Guidance for Specified RMDs for 2023. Before the February 2022 proposed regulations were issued, a beneficiary of a participant (or IRA owner) who died after his or her required beginning date and is subject to the 10-year rule of Code Section 401(a)(9)(H) may have reasonably interpreted the new 10-year rule to allow the beneficiary to wait until the last year of the 10-year period to take the RMDs in a lump sum. However, the proposed regulations provide for another approach – if a participant (or IRA owner) dies on or after his or her required beginning date, and the participant’s beneficiary is a designated beneficiary who is not an eligible designated beneficiary, annual required minimum distributions must continue to be taken after the participant’s death with a full distribution of the entire account balance being required by the end of the 10th calendar year following the calendar year of the participant’s death. As a result of the uncertainty surrounding the 10-year rule, there may be some beneficiaries who should take RMDs in 2023, but reasonably believe they can wait to take the RMDs in a lump sum in the last year of the 10-year period – those beneficiaries would be in violation of the proposed regulations and exposed to an excise tax is due in connection with the missed RMD. Accordingly, Notice 2023-54 includes guidance and relief directed at specified RMDs for 2023.

For purposes of the Notice, a “specified RMD” is any distribution that, under the interpretation included in the proposed regulations, would be required to be made as an RMD in 2023 under a defined contribution plan or IRA that is subject to the rules of Code Section 401(a)(9)(H) for the year in which the participant/IRA owner (or designated beneficiary) died if that payment would be required to be made to:

  • A designated beneficiary of an employee under the plan (or IRA owner) if:
    • The employee (or IRA owner) died in 2020, 2021 or 2022;
    • The employee (or IRA owner) died on or after the employee’s (or IRA owner’s) required beginning date; and
    • The designated beneficiary is not taking lifetime or life expectancy payments pursuant to Code Section 401(a)(9)(B)(iii); or
  • A beneficiary of an eligible designated beneficiary who died in 2020, 2021 or 2022, and was taking lifetime or life expectancy payments pursuant to Code Section 401(a)(9)(B)(iii).

The Notice states that any defined contribution plan that fails to make a specified RMD for 2023 will not be treated as having failed to satisfy Code Section 401(a)(9) merely because it did not make the distribution.

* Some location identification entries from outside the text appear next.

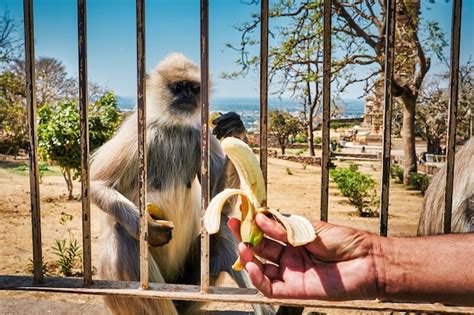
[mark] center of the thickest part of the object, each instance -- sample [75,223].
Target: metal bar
[85,171]
[325,161]
[34,171]
[192,293]
[264,90]
[205,183]
[387,114]
[142,145]
[453,112]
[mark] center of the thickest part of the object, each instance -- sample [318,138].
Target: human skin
[348,264]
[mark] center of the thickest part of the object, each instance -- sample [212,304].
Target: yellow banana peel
[253,196]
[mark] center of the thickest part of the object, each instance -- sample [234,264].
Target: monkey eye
[195,87]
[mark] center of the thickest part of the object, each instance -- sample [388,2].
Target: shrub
[67,250]
[358,187]
[396,172]
[419,181]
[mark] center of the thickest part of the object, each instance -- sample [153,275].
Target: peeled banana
[253,196]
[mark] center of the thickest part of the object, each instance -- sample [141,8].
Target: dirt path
[298,193]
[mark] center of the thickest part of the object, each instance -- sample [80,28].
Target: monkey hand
[159,232]
[228,125]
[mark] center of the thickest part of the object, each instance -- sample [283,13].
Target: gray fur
[173,169]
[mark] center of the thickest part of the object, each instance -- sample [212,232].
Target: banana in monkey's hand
[157,216]
[253,196]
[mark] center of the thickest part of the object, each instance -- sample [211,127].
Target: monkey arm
[110,163]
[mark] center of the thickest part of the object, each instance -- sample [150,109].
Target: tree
[53,84]
[282,124]
[10,39]
[432,114]
[296,57]
[13,125]
[358,40]
[59,133]
[365,22]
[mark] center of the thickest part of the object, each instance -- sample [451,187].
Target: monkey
[432,216]
[173,171]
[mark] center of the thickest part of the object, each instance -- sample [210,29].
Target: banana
[253,196]
[154,211]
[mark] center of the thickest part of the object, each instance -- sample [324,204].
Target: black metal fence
[204,292]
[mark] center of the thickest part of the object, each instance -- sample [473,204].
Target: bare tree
[10,39]
[52,80]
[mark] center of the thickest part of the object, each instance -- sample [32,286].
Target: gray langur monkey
[173,140]
[432,216]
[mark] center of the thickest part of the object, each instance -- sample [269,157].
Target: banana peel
[253,197]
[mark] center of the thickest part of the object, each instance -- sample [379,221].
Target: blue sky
[172,25]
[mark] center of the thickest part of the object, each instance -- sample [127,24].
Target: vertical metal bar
[264,89]
[453,111]
[326,110]
[34,172]
[205,184]
[83,106]
[142,145]
[387,114]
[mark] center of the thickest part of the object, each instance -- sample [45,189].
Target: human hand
[341,264]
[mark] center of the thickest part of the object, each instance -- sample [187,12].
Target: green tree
[282,124]
[59,133]
[13,124]
[432,113]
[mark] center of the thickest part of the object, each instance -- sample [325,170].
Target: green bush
[396,172]
[419,181]
[358,187]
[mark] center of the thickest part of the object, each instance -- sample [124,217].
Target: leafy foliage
[358,187]
[282,124]
[396,172]
[59,132]
[67,250]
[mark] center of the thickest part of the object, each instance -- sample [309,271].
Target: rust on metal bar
[142,145]
[264,89]
[193,293]
[34,171]
[85,170]
[325,161]
[205,183]
[453,112]
[387,112]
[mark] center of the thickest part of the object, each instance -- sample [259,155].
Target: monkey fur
[173,146]
[432,216]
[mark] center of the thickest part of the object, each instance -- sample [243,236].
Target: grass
[21,168]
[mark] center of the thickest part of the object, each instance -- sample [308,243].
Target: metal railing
[204,292]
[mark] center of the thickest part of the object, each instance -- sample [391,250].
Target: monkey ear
[228,125]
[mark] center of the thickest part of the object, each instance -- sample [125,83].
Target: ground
[297,193]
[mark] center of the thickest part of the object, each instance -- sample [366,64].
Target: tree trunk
[408,135]
[69,184]
[310,131]
[433,146]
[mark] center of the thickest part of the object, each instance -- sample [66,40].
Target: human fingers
[255,270]
[267,249]
[234,226]
[271,227]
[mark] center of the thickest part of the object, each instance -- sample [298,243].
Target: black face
[186,95]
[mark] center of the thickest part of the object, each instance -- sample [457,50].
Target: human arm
[347,264]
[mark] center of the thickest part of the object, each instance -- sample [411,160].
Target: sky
[171,25]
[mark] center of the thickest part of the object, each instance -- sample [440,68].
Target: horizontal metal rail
[193,293]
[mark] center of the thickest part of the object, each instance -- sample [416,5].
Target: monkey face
[185,96]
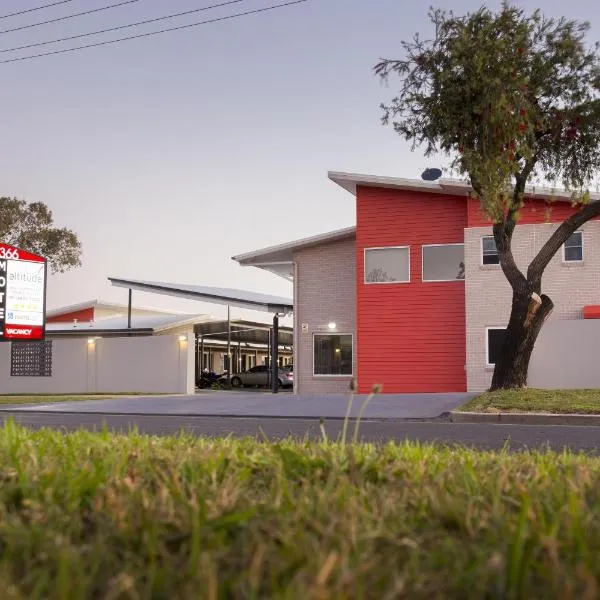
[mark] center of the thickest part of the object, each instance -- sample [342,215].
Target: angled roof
[214,295]
[140,324]
[244,332]
[271,257]
[454,187]
[102,305]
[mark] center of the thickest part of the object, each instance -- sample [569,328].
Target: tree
[31,227]
[511,99]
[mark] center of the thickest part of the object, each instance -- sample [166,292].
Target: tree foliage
[30,226]
[511,98]
[508,95]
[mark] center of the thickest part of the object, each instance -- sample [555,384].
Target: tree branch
[559,237]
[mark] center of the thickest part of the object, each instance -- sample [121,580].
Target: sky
[170,154]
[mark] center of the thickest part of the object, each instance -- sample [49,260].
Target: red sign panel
[22,294]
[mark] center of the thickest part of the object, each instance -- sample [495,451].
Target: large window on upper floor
[387,265]
[332,354]
[444,262]
[573,248]
[489,252]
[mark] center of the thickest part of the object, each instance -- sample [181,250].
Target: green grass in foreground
[49,398]
[88,515]
[531,400]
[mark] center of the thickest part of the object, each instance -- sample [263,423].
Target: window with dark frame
[31,359]
[573,248]
[332,354]
[443,262]
[495,343]
[387,265]
[489,251]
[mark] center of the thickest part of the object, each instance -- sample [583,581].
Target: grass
[585,402]
[95,515]
[49,398]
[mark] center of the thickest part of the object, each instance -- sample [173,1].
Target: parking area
[264,404]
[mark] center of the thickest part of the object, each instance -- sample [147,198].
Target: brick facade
[325,291]
[488,295]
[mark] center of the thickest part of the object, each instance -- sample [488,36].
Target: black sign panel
[31,359]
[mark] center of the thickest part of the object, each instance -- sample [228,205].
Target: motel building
[412,297]
[103,347]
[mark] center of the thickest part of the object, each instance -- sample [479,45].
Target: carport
[275,305]
[249,339]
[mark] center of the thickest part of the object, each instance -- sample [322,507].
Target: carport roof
[145,324]
[214,295]
[245,332]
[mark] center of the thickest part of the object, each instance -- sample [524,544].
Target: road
[482,436]
[260,404]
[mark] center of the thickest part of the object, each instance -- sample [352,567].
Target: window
[494,344]
[332,354]
[387,265]
[573,248]
[444,262]
[489,252]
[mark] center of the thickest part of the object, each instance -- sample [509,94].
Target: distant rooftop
[104,306]
[140,324]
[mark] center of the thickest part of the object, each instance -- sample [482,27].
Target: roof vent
[431,174]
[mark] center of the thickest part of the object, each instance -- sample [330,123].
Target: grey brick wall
[488,295]
[325,291]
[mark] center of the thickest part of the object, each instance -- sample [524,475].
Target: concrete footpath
[524,418]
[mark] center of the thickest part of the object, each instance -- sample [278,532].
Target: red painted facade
[82,316]
[411,336]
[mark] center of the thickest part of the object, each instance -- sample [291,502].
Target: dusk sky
[172,153]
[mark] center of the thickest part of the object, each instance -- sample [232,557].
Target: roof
[244,332]
[454,187]
[102,305]
[214,295]
[281,254]
[148,324]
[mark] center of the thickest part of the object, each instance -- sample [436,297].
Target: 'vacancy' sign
[22,294]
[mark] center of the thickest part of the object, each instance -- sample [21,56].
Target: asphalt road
[257,404]
[483,436]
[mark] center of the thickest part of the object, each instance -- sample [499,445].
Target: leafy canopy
[31,227]
[510,96]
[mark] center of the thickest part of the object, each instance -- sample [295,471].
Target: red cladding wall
[411,336]
[82,316]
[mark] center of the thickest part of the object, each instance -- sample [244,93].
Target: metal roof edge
[349,181]
[305,242]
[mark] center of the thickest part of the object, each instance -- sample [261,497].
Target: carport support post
[274,355]
[229,345]
[129,310]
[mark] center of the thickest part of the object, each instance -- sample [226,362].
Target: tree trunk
[529,311]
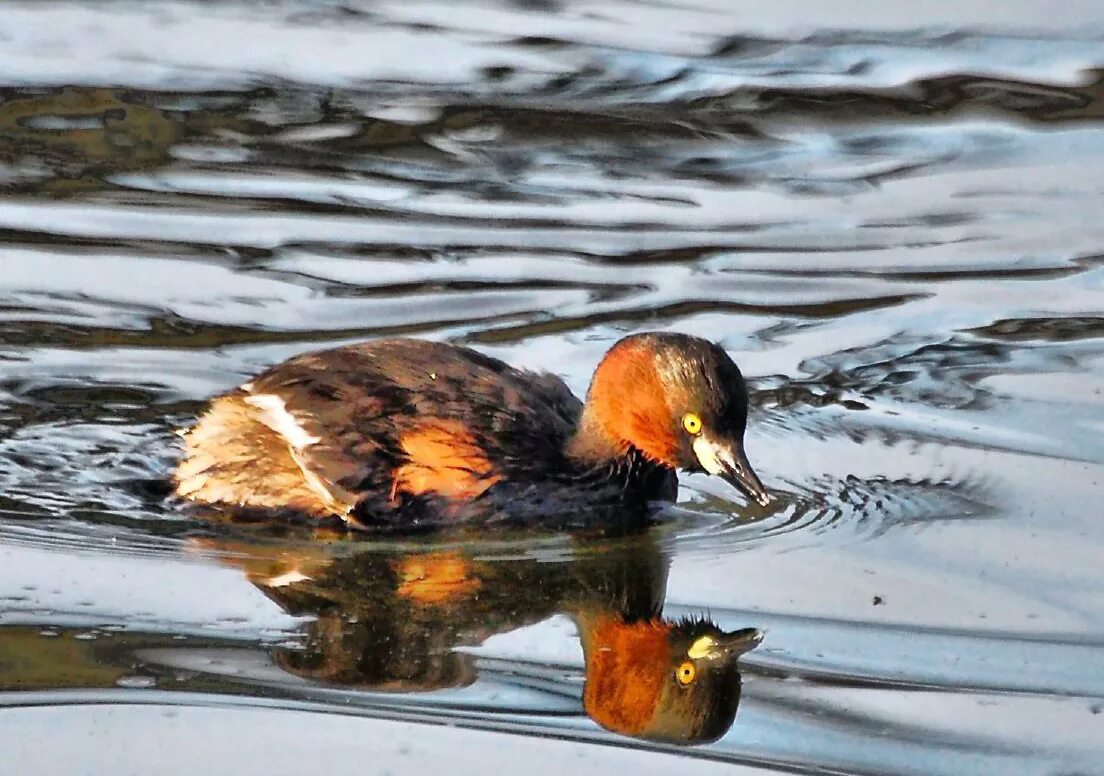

And, to the extent a taxpayer does not take a specified RMD for 2023, the Notice states that the IRS will not assert that an excise tax is due in connection with the missed RMD. Similar relief was granted by IRS Notice 2022-53 for specified RMDs in 2021 and 2022.

DISCLAIMER: Because of the generality of this update, the information provided herein may not be applicable in all situations and should not be acted upon without specific legal advice based on particular situations.